According to the report, “he seriously pointed out that the chronic irresponsibility and incompetence of cadres at present bring artificial difficulties to the implementation of the Party’s policies and become a major brake doing tremendous harm to the development of the revolutionary work.”
Despite North Korea’s claim that it has no cases of the coronavirus, a claim that has been questioned by US and Japanese experts, the regime has adopted harsh quarantine measures that have exacerbated the regime’s economic troubles, including sealing its border with China. COVID-19 poses a significant threat to the impoverished state, whose ageing medical infrastructure might easily be overwhelmed by an infectious disease. COVID-19 poses a real risk to the moisture from the air, whose obsolete medical systems may easily be overloaded by an outbreak.

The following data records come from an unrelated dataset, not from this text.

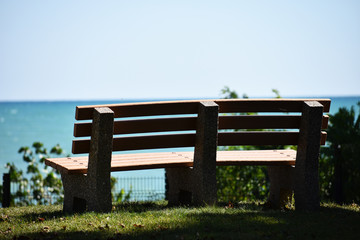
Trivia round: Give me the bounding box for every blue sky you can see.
[0,0,360,100]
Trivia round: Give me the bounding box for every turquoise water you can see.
[0,96,360,177]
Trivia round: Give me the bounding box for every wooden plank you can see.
[74,115,329,137]
[74,117,196,137]
[219,115,301,129]
[75,99,331,120]
[72,133,196,154]
[45,150,296,174]
[218,131,299,146]
[214,98,331,113]
[75,101,199,120]
[218,131,326,146]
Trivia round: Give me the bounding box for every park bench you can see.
[45,99,330,212]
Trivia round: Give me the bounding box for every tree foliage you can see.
[320,102,360,203]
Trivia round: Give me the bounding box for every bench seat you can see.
[46,149,296,174]
[45,99,331,213]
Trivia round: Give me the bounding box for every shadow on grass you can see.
[7,203,360,239]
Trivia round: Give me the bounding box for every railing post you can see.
[2,173,11,208]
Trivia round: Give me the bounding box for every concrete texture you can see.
[294,101,323,210]
[61,108,114,213]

“It would be a bit hasty to make any definitive conclusions based on the KCNA report, given it lacked in detail. But North Korea now has been a particularly sensitive about the pandemic as already lacks the testing kits and the medical facilities,” said Cheong Seong-chang, director of the Unification Strategy Studies Program at Sejong Institute near Seoul.
North Korea sees the virus as a threat to its already struggling economy and Kim’s rule, Cheong added further.
North Korea’s GDP is on course worse to grow in 2021, according to Fitch Solutions, as the government riddled with both the epidemic, border limitations with China, and worldwide measures taken in response to its radioactive fallout.
Pyongyang has taken strong action after incidents that could expose the country to the virus. Almost about one year is going to finish, Kim’s regime locked down the border city of Kaesong out of fear the person who defected from South Korea may have carried the virus forwards, its official media said.
Adding to COVID risks, North Korea has received no vaccine doses through Covax and according to Gavi, the nonprofit group that delivers immunizations. “Work is ongoing and discussions continue,” it said in a statement in June.
According to Japan’s Kyodo News, North Korea was meant to get about 1.7 million doses of the AstraZeneca Plc injection by the end of May, but shipments were delayed due to the North Korea’s refusal to obey Covax guidelines and the rules.
North Korea is qualified for immunizations under a World Health Organization-backed programme, but it has showed reluctance. The country’s modest international presence of foreign officials and citizens shrank throughout the pandemic as they were pressured to leave. Bringing in additional individuals from outside the country to distribute vaccines could be seen as a risk by the Kim administration.
The country’s main newspaper, Rodong Sinmun, expressed doubt about vaccines in an article in June, saying they “may not be able to protect people from the virus spreading or new strains of the virus.”